During the final stop of a tour of the Middle East, Secretary of Defense Lloyd J. Austin III visited Tel Aviv to meet with Israeli Prime Minister Benjamin Netanyahu and Minister of Defense Yoav Gallant.
The senior government and military leaders discussed the US-Israel defence partnership, threats posed by Iran in the region, and America’s commitment to Israel’s security.
During a briefing following his meeting with the Israeli defense minister, Austin explained what is, perhaps, the No. 1 reason for his visit.
“I wanted to be here to make something very clear,” said Lloyd J. Austin III, Secretary of Defense. “America’s commitment to Israel’s security is ironclad and it’s going to stay that way. As President Biden said on his visit to Israel last year, the connection between the Israeli people and the American people is bone deep.”
When speaking with the prime minister, Austin also explained his commitment to Israel’s self defence and US security assistance to Israel. Part of that commitment involves the US$38 billion Memorandum of Understanding between Israel and the US.
“Our historic Memorandum of Understanding with Israel provides $3.3 billion annually for security assistance, as well as additional funding for cooperation on missile defense,” Austin added. “I’m proud that President Biden reaffirmed his support for the Memorandum of Understanding and last year’s historic Jerusalem Declaration.
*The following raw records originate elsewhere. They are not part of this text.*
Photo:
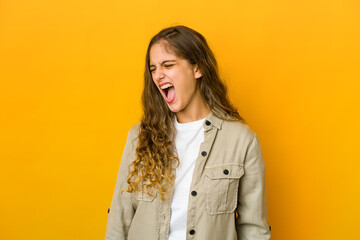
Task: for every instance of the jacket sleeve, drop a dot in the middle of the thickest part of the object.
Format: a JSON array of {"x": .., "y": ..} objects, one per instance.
[
  {"x": 252, "y": 220},
  {"x": 121, "y": 210}
]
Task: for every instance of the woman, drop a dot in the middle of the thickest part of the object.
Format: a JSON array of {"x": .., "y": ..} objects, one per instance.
[{"x": 192, "y": 168}]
And that declaration again reaffirmed the US commitment to Israel’s security.”
As a part of that commitment, the U.S. and Israel in January participated in the Juniper Oak military exercise. The bilateral, live-fire exercise took place in both Israel and the Mediterranean Sea, involved 6400 U.S. troops and 1500 Israeli troops, and was the largest exercise the two nations have participated in together.
“Juniper Oak underscored the depth of our security partnership,” Austin explained. “It was a key step forward in interoperability, helping us both to better address regional threats. And it showed our ability to swiftly flow in forces and respond to crisis, even while maintaining our commitments in other key theaters.”
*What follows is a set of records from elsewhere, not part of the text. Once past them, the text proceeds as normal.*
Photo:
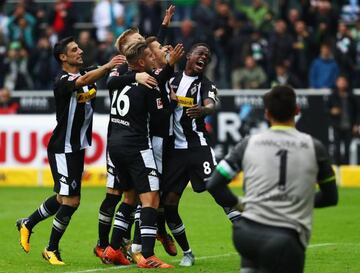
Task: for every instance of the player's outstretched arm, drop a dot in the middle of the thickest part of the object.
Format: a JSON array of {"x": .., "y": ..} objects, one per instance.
[
  {"x": 328, "y": 193},
  {"x": 198, "y": 111},
  {"x": 94, "y": 75}
]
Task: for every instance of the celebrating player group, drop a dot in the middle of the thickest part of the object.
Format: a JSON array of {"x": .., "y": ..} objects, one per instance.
[{"x": 157, "y": 142}]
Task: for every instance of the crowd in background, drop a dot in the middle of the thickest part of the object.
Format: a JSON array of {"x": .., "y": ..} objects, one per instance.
[
  {"x": 306, "y": 43},
  {"x": 255, "y": 43}
]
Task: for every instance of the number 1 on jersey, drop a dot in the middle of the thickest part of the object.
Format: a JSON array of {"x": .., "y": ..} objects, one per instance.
[{"x": 282, "y": 172}]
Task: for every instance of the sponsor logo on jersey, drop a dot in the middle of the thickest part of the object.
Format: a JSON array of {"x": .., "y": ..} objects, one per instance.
[
  {"x": 120, "y": 121},
  {"x": 212, "y": 95},
  {"x": 185, "y": 101},
  {"x": 63, "y": 179},
  {"x": 86, "y": 96},
  {"x": 73, "y": 184},
  {"x": 193, "y": 89},
  {"x": 159, "y": 103},
  {"x": 157, "y": 71},
  {"x": 114, "y": 74},
  {"x": 72, "y": 77},
  {"x": 153, "y": 173}
]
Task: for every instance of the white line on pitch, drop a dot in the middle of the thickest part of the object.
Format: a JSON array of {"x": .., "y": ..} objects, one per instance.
[{"x": 197, "y": 258}]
A focus of discussion between Austin and Israeli leaders were threats posed by Iran, including Iranian support for terrorism, support of proxy groups, aggression at sea, cyber threats and proliferation of attack drones.
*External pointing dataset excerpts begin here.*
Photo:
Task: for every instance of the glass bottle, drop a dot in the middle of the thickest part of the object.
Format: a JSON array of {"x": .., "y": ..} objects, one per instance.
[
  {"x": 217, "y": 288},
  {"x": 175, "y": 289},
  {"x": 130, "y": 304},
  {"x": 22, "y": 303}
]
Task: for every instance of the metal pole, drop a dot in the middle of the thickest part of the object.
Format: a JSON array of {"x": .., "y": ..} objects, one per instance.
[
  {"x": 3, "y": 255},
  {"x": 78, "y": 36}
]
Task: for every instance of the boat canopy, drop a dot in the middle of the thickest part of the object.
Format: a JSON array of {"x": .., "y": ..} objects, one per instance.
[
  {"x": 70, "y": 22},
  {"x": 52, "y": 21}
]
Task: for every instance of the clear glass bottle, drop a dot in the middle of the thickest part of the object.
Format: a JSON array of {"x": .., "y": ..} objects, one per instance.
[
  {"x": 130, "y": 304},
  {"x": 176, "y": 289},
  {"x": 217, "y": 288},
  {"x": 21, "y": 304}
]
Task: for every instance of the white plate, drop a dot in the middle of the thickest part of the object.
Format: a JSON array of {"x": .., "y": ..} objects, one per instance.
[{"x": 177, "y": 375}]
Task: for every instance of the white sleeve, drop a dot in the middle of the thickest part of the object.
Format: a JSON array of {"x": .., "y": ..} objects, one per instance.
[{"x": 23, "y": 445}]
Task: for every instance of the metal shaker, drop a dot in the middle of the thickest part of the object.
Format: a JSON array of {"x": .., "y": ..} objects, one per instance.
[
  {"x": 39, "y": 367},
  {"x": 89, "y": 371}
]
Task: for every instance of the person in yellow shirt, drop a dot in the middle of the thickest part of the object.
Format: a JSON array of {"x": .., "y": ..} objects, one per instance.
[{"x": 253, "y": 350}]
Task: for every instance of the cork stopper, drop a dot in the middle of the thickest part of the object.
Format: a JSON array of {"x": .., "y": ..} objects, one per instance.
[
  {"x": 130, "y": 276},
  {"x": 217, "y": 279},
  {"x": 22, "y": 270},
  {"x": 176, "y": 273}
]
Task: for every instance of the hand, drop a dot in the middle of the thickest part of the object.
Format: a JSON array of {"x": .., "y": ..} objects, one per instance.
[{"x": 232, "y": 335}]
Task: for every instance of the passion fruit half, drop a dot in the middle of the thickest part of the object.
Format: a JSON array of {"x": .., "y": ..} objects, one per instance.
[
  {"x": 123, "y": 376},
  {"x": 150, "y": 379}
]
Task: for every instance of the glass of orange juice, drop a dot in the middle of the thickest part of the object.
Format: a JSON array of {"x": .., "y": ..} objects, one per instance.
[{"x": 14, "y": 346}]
Tensions are high between Israelis and Palestinians, and this is also something Austin discussed with Israeli leaders.
Austin offered condolences to the Prime Minister for the recent victims of terrorism and reaffirmed his commitment to Israel’s right to defend itself against such attacks. But Austin also said there was “frank and candid discussion” about de-escalating tensions, especially before Passover and Ramadan.
Prior to his visit to Israel, Austin visited Jordan, Iraq and Egypt. In all four locations, the secretary emphasized the U.S. commitment to the Middle East and to increased security cooperation partnerships.